Bir gün mizan kurulur

Tetikçilik kötü bir meslektir... Çünkü eninde sonunda bütün tetikçilerin göreceği muamele 'boş kovan' muamelesidir... 'Son kullanım' tarihleri vardır... İşleri bittiğinde 'son kullanıcılar'ı yüzlerine bile bakmaz...

Onların 'doğrular'ı 'yanlışlar'ı yoktur... Elde ettikleri menfaat ve aldıkları talimattır esas olan... Anatomilerinden şahsiyet çekip alındığı için, yaşadıkları çelişkiler ve iştahla yaladıkları tükürükler onlar için utanç vesilesi değildir...

Maalesef bu tipler her yerde bulunabilirler; işte, siyasette, ticarette, medyada, her yerde... Bu canlı türünün bir kere olsun 'amirler'ine "Senden büyük Allah var" diyecek karakterleri yoktur... Topu topu bir kere gelecekleri bu dünyada, bırakabilecekleri en büyük iz, dilleriyle 'amir kutsayıcılığı'dır... Aslında yaptıkları işin doğru olmadığını onlar da bilir... Neylersiniz ki menfaat 'şimdilik' buradadır... Arpa buradadır, küspe buradadır...

***

Bu yazı 'şahsa özel' değildir, her yapıda görülebilen söz konusu canlı türlerinin hepsine özeldir... O yüzden affınıza sığınarak 'Bir garip ahvâl'den tam yeri gelmişken iktibas yapmak istiyorum:

'Patron, efendi, başkan, şef, komutan, reis, önder' fark etmiyor... Bunlar karşısında menfaati için kılıktan kılığa giren ve mevsimlik kişilikleri olan insan tipleri bizim de gerçeğimiz... Doğrunun ve hakkın yanında olmaya çabalamaktansa, 'gör' denileni görmek ve 'görme' denileni görmemek, daha doğrusu kahredici bir karaktersizlikle yalaka/yağcı kadrosunda omuz vura vura yer açmak, topu topu bir kere yaşayacağımız hayata gerçekten yakışmıyor...

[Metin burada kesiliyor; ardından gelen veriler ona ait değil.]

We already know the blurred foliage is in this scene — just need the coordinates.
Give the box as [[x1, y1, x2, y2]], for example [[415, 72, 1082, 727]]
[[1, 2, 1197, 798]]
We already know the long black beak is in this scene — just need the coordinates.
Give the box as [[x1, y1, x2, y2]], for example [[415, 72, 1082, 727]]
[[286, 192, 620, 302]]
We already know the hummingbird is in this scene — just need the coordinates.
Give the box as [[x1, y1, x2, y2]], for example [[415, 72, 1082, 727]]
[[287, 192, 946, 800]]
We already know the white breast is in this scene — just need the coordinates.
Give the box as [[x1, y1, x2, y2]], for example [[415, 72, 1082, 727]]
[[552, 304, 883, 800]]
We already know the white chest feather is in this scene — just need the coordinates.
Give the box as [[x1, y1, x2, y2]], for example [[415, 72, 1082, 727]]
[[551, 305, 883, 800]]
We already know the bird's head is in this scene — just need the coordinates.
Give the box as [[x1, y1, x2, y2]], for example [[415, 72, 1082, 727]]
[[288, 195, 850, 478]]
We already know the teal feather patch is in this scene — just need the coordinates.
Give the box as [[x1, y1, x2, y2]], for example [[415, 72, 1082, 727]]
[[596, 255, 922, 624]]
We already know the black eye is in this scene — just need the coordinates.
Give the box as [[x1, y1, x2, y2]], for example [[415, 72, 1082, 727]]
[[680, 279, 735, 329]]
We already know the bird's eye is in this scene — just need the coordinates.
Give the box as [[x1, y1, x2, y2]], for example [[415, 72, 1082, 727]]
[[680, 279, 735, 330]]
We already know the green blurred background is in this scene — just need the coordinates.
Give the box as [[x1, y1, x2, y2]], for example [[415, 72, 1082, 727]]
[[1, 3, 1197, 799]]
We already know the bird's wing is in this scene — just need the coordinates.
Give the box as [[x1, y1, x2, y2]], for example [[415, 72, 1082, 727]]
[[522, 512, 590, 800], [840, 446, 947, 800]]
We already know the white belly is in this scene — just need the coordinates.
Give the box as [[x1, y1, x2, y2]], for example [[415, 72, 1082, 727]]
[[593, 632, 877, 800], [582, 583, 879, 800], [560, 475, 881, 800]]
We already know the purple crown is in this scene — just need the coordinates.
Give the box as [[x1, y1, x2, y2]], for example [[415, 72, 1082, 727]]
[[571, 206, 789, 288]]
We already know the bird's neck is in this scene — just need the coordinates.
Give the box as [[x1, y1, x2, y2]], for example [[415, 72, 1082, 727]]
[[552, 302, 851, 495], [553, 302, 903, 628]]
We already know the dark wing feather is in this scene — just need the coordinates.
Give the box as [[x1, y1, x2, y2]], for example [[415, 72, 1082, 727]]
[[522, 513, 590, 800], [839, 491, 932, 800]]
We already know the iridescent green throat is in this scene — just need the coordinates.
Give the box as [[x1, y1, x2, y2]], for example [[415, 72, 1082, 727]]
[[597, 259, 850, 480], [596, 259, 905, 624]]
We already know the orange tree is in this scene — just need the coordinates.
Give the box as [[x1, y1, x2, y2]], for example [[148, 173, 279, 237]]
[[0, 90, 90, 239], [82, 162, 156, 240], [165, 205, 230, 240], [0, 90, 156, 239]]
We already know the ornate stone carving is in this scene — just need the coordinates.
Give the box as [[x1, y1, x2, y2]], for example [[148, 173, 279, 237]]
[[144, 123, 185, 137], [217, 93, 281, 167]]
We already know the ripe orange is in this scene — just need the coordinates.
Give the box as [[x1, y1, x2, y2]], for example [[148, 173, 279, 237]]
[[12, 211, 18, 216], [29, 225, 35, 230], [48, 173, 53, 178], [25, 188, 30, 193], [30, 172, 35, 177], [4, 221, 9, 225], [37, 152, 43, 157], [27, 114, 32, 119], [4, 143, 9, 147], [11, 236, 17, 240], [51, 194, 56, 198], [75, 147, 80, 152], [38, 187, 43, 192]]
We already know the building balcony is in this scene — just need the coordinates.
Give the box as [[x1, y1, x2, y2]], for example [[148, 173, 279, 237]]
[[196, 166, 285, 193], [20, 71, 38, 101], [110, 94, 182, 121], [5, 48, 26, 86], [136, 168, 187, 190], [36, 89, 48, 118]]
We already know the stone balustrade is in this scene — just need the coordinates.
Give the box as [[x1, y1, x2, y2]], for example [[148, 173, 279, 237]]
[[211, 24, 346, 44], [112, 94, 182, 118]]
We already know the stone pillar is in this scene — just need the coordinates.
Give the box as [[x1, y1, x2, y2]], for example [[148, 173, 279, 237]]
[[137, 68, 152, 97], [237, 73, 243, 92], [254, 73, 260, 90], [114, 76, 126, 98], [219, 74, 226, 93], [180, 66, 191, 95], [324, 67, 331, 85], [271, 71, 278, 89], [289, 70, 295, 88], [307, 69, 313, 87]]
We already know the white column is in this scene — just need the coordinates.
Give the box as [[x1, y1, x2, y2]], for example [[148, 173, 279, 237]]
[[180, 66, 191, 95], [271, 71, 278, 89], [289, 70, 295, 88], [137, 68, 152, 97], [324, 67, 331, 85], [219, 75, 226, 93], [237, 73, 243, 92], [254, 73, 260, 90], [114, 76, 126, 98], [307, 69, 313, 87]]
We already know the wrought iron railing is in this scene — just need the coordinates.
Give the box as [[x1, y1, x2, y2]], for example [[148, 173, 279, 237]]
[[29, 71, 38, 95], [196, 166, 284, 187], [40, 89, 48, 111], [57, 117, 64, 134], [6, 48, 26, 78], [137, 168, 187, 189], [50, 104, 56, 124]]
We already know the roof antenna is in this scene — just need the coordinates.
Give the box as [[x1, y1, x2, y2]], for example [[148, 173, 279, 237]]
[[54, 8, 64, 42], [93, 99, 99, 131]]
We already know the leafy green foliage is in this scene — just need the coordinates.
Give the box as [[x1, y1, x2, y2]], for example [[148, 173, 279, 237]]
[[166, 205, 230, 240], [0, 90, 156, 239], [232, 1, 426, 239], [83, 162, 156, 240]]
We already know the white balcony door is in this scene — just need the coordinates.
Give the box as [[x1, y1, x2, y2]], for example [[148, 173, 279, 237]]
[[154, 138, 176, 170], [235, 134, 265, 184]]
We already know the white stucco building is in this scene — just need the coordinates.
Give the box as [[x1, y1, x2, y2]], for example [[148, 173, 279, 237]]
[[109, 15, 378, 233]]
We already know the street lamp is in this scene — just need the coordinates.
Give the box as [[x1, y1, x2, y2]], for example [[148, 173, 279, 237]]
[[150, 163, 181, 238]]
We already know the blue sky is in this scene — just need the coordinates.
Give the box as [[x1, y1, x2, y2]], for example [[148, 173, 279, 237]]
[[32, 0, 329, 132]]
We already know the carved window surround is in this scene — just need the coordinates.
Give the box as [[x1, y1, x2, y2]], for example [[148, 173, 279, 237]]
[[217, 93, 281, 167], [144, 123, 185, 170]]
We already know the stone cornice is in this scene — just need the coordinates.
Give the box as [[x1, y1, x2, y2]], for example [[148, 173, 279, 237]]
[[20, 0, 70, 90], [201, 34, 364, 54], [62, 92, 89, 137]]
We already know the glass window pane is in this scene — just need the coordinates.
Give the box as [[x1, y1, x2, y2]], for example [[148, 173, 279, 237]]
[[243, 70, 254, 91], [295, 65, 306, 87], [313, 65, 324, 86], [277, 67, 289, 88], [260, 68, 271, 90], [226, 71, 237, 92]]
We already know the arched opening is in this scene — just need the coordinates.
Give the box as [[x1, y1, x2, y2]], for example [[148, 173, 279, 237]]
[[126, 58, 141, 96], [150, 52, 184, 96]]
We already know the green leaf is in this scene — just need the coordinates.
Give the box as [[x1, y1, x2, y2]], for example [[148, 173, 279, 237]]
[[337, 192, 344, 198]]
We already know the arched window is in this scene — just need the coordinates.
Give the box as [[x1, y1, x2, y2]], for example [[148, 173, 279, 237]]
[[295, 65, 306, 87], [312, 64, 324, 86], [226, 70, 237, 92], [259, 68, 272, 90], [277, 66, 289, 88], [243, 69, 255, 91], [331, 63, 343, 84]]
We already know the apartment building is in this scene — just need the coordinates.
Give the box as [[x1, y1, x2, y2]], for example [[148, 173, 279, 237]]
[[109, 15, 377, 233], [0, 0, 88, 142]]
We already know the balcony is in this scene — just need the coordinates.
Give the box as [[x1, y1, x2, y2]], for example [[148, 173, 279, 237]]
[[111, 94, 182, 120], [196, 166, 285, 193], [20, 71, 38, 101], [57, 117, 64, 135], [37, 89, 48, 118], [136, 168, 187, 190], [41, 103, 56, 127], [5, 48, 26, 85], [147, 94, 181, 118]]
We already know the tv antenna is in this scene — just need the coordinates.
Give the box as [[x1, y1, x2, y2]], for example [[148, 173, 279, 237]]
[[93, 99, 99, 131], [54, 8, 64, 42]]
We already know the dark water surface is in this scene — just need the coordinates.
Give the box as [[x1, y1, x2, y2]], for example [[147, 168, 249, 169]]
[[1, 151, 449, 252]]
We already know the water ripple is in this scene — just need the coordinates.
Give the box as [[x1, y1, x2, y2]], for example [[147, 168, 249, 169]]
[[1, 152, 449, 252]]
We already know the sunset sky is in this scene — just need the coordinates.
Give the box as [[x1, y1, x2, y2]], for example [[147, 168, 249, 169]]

Çok çok önce kendimce insanları ikiye ayırmıştım; 'yanlışında samimi olanlar' ve 'doğrusunda bile hesap sahibi olanlar' diye... 'Yanlışında samimi olanlar' hep iyi insanlardır... Yanlışını ispatladığınızda kabul etme ihtimalleri yüksektir, içten pazarlıkları yoktur... Onların 'yanlış'ta durmaları bir menfaat meselesi değil, 'doğru' zannetme meselesidir...

Ya 'doğrusunda bile hesap sahibi olanlar?' Onlar için aynı samimiyet geçerli değildir... 'Doğru'nun yanında olmak, maddî imkân, kariyer veya statü kazandırdığı için oradadırlar... Aynı menfaati 'yanlış'ın yanında bulsunlar, oraya geçmekte de zorlanmazlar...

İşte bunun için 'Yanlış yaptı ama yanlışında samimiydi' apoleti, 'Doğru yaptı ama hesabına geldiği için öyle davrandı' tespitinden daha sıcak gelmiştir birçoğumuza... Bunun için 'İşte bu bizim hikâyemiz'de o hesap sahiplerini 'karakter kaybından adamlığın öleceğini bilmeyenler' olarak tanımlamaya çalışmıştım…

***

Önceki zamanlarda bunları yazmıştım bu köşede… Ne mutlu duruşunu bozmayanlara… Zaman akıp giderken bu hayatın bir sonu olduğunu bilerek ve arkasında saygınlıkla anılacak bir isim bırakarak gitmek isteyenlere…

Zalimlerin kılıçlarını yalayarak ömür tüketenlere, mühür kimdeyse ona göre pozisyon alanlara, hakları ve hayalleri çalınanlarla saf tutmaktansa dünyalık yığanlara uşaklık edenlere, gücü koklayan korkaklara saygı duyulmaz…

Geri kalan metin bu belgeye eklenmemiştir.